Between a Wok and a Dead Place -- book cover, showing shop interior decorated for the Lunar New Year, and an Airedale terrier
Book cover for Between a Wok and a Dead Place

With the next Spice Shop mystery coming out in just a few weeks, it’s my turn to step into the spotlight at Mystery Lovers’ Kitchen, where twelve cozy authors cook up recipes — and crime. I’m telling a little of my own writing journey, and the inspiration and research for Between a Wok and a Dead Place. I hope you’ll hop over to the post and take a peek — and leave a comment for a chance to win a book and a Spice Shop prize package!

More about Between a Wok and a Dead Place, including where to find it in paperback, ebook, and audio, plus an excerpt and early praise, on my website

Saturday Creativity Quote — on cats and writing

Squirt, supervisor

“If you want to concentrate deeply on some problem, and especially some piece of writing or paper-work, you should acquire a cat. Alone with the cat in the room where you work … the cat will invariably get up on your desk and settle placidly under the desk lamp … The cat will settle down and be serene, with a serenity that passes all understanding. And the tranquility of the cat will gradually come to affect you, sitting there at your desk, so that all the excitable qualities that impede your concentration compose themselves and give your mind back the self-command it has lost. You need not watch the cat all the time. Its presence alone is enough. The effect of a cat on your concentration is remarkable, very mysterious.”

— Muriel Spark, in A Far Cry from Kensington, quoted by my friend Stephanie Rosenbaum Klassen

I don’t know whether Spark was being literal or ironic. My own cat loves my desk chair — he’s about the same color as the leather, creating a hazard for us both — and he’s been known to stomp across my desk and step on the keyboard, even sending an email full of periods once. And I regularly apologize on Zoom calls for the loud cries of the cat protesting being shut out of the room. But mostly, he reads (with his eyes shut) or supervises. Could I do the work without him? Maybe, but I’d rather not try.

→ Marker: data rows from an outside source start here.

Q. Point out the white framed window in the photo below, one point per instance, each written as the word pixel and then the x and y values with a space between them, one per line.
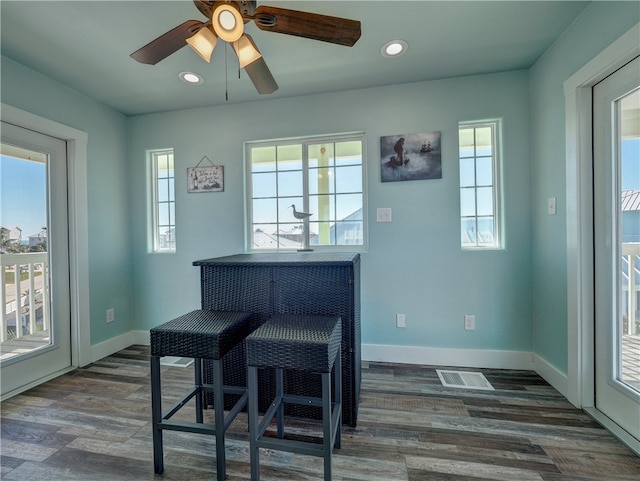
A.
pixel 163 203
pixel 322 176
pixel 479 157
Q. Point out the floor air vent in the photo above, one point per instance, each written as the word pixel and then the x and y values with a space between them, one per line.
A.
pixel 464 380
pixel 176 361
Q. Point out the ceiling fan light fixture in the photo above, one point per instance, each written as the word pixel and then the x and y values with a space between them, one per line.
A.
pixel 227 22
pixel 246 50
pixel 394 48
pixel 203 43
pixel 191 78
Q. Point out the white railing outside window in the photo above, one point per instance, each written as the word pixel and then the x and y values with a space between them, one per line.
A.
pixel 630 288
pixel 24 293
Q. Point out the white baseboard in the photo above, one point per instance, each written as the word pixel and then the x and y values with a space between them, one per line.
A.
pixel 110 346
pixel 551 374
pixel 435 356
pixel 140 338
pixel 118 343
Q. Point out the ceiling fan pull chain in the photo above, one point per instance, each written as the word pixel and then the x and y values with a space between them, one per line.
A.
pixel 226 77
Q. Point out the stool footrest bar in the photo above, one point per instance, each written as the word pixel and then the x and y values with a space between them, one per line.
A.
pixel 292 446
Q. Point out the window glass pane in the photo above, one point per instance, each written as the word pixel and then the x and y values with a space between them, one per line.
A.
pixel 321 181
pixel 163 190
pixel 289 157
pixel 172 213
pixel 323 233
pixel 163 213
pixel 286 211
pixel 290 183
pixel 265 236
pixel 349 207
pixel 349 153
pixel 322 207
pixel 349 179
pixel 479 188
pixel 484 171
pixel 306 176
pixel 265 211
pixel 321 155
pixel 467 202
pixel 485 200
pixel 485 230
pixel 263 159
pixel 163 166
pixel 264 185
pixel 162 210
pixel 468 230
pixel 466 142
pixel 349 232
pixel 467 169
pixel 484 141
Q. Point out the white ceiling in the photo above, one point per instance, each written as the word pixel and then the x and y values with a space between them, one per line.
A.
pixel 86 45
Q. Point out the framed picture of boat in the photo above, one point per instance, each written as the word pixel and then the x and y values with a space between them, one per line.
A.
pixel 410 157
pixel 205 179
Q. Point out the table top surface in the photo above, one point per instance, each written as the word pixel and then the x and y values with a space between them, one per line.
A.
pixel 291 258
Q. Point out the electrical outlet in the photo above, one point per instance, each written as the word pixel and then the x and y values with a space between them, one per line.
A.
pixel 469 322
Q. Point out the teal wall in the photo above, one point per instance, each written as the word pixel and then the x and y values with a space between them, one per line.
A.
pixel 107 185
pixel 599 25
pixel 414 265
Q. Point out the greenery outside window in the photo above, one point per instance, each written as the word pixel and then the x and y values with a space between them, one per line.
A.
pixel 323 176
pixel 479 157
pixel 163 212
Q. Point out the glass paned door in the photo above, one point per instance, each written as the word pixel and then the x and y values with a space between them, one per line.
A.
pixel 35 335
pixel 616 160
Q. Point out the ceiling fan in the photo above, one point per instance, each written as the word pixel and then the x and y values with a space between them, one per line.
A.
pixel 226 19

Saturday Creativity Quote — observing the details

I’m a firm believer in learning from artists working in other disciplines, such as music and painting. My husband and I recently attended an opening at the Hockaday Museum of Art in Kalispell, Montana, for our friend, painter Haakon Ensign, who quoted the great painter, illustrator, and sculptor Frederick Remington as saying “you need detail, but the right detail.”

Or as a contrasting pair of American novelists have put it:

“Be one of those people on whom nothing is lost.” — Henry James

“One of your gifts as a writer is that you are a sensitive witness to the Universe.”
Johnny Worthen, speaking at the 2023 Pikes Peak Writers Conference.

(Painting: W. Haakon Ensign, oil on canvas, from the exhibit W. Haakon Ensign: Wildlife and Water — Lucky in the Flathead, June 2 — Aug 6, 2023, Hockaday Museum of Art. Look closely for the artist’s dog, Lucky, sniffing the ground just above the lakeshore.)